Gov. Tom Corbett, in his February budget address and since then, has called for widespread changes in retirement plans for state and school district workers. Under his proposal, state employees hired from January 2015 and public school hires who come on board from July 2015 would enroll in 401(k)-style retirement plans rather than traditional, defined benefit plans. The bill now headed to the full Senate would do that.
However, under the other, meaningful part of the governor's plan, current employees would have kept any benefits they earned up until 2015, but benefits earned after that date would have been calculated at a lower rate and changes would prevent lucrative overtime in final working years from affecting pension payments. The bill doesn't do that.
It also exempts state police and corrections officers and would move elected officials -- including the governor, legislators and judges -- into 401(k)-type plans only after they win re-election or retention.
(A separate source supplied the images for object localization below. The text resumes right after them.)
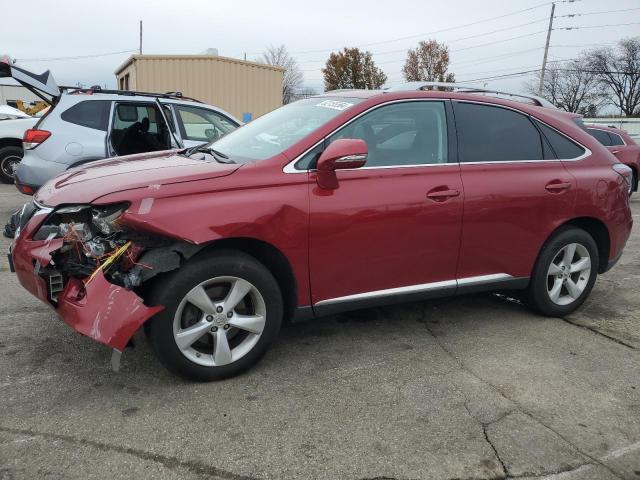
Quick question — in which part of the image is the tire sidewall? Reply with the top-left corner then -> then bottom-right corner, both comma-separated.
146,249 -> 283,381
528,227 -> 599,317
0,146 -> 22,184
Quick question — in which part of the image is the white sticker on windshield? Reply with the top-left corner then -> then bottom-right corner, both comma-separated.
315,100 -> 353,111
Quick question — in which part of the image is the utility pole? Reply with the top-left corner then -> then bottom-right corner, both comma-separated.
139,20 -> 143,55
538,2 -> 555,96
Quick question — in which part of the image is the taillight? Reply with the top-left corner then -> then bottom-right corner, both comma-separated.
612,163 -> 633,194
23,129 -> 51,150
15,183 -> 35,195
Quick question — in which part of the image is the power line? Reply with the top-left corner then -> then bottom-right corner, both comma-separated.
558,6 -> 640,17
237,1 -> 555,58
16,49 -> 137,62
298,29 -> 548,67
555,21 -> 640,30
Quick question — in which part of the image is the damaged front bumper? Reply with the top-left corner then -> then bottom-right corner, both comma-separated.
9,203 -> 164,367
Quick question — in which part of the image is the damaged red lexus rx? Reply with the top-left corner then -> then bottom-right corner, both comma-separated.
8,85 -> 633,380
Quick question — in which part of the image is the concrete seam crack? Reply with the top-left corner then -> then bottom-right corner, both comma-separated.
482,424 -> 508,480
418,316 -> 626,480
0,425 -> 258,480
560,317 -> 636,350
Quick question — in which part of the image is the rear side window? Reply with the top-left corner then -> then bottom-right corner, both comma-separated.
587,128 -> 613,146
453,102 -> 543,162
608,131 -> 625,146
60,100 -> 111,131
535,121 -> 585,159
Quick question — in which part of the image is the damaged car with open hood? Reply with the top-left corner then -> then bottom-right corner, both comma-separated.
8,81 -> 633,381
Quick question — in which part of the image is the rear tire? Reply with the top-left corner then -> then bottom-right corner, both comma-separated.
146,249 -> 283,381
0,146 -> 22,184
524,227 -> 598,317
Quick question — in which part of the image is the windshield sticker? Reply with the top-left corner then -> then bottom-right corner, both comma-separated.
315,100 -> 353,111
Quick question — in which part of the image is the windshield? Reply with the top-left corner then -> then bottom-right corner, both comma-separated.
210,97 -> 363,163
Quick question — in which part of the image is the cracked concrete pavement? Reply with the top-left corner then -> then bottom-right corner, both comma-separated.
0,184 -> 639,480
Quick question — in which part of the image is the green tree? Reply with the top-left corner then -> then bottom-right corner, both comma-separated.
322,48 -> 387,91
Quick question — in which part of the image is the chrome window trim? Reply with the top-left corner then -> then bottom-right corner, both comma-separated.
454,100 -> 592,163
283,98 -> 592,173
314,273 -> 514,307
283,98 -> 449,174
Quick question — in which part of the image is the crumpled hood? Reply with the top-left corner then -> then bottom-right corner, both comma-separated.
35,150 -> 240,206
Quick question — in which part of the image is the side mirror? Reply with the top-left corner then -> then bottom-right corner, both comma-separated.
317,138 -> 368,171
316,139 -> 367,190
205,128 -> 217,140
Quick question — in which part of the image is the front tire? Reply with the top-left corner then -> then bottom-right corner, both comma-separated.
0,146 -> 22,184
146,249 -> 283,381
524,227 -> 598,317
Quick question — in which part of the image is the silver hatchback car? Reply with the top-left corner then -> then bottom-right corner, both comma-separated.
1,57 -> 240,193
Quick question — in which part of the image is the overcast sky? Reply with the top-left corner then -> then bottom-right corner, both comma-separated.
3,0 -> 639,95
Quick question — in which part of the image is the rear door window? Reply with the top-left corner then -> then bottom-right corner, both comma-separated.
587,128 -> 613,146
452,102 -> 543,162
61,100 -> 111,131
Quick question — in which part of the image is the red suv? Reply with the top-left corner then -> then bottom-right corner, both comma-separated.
8,84 -> 633,380
583,123 -> 640,194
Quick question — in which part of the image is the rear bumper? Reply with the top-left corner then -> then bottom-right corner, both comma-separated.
10,211 -> 163,351
15,150 -> 67,191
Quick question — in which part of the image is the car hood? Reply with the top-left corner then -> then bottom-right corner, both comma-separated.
35,150 -> 241,206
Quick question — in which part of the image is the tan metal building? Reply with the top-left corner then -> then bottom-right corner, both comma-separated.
114,54 -> 284,120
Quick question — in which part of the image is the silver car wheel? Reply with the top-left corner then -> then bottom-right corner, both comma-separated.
546,243 -> 591,306
172,276 -> 266,367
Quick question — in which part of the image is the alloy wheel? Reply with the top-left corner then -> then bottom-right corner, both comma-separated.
172,276 -> 266,367
546,243 -> 591,306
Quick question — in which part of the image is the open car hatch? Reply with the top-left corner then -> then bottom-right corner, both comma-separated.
0,55 -> 60,103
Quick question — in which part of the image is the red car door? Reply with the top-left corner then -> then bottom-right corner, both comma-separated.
452,101 -> 581,284
307,100 -> 463,312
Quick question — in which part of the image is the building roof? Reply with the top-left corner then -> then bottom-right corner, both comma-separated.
114,54 -> 285,76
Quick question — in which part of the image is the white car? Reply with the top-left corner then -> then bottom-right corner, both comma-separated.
0,105 -> 41,183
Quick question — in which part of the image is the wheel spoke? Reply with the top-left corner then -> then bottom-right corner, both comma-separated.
563,243 -> 577,268
549,278 -> 563,303
570,257 -> 591,273
223,279 -> 252,312
548,262 -> 563,276
565,278 -> 582,299
228,314 -> 265,334
213,331 -> 232,365
175,320 -> 211,350
185,286 -> 217,314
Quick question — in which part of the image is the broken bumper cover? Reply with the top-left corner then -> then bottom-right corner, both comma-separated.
10,213 -> 163,352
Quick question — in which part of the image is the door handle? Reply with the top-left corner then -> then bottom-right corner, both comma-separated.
426,188 -> 460,201
545,181 -> 571,193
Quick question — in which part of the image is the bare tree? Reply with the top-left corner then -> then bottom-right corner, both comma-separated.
260,45 -> 303,104
531,56 -> 605,114
402,40 -> 455,84
322,48 -> 387,91
588,37 -> 640,116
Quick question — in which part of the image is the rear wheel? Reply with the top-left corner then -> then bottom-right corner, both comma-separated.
0,146 -> 22,184
524,227 -> 598,317
146,249 -> 283,381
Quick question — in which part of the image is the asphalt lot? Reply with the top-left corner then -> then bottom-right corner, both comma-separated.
0,183 -> 639,480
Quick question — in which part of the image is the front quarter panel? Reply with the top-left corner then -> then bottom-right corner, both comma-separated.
97,158 -> 312,306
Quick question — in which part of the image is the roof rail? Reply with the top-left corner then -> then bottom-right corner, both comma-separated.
386,82 -> 556,108
58,86 -> 203,103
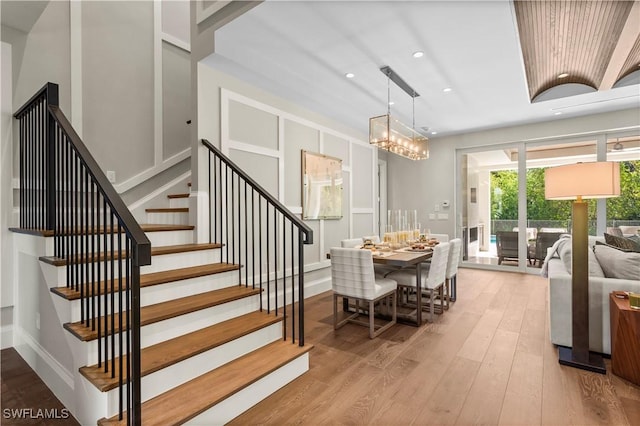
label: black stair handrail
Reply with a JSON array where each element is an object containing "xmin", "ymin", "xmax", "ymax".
[
  {"xmin": 14, "ymin": 82, "xmax": 150, "ymax": 426},
  {"xmin": 202, "ymin": 139, "xmax": 313, "ymax": 346},
  {"xmin": 202, "ymin": 139, "xmax": 313, "ymax": 244}
]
Although Mr. Corbett responded to the committee's vote by thanking chairman Mike Brubaker, a Lancaster Republican, we're not sure why. This weak version falls far short of the governor's goal of creating a system in which the pension benefits of government and school district employees look more like the plans that taxpayers are likely to be earning from their employers.
The people who pay the bills in Pennsylvania -- the taxpayers -- aren't being well-served if all that lawmakers are willing to do is tiptoe around the issue of pension reform.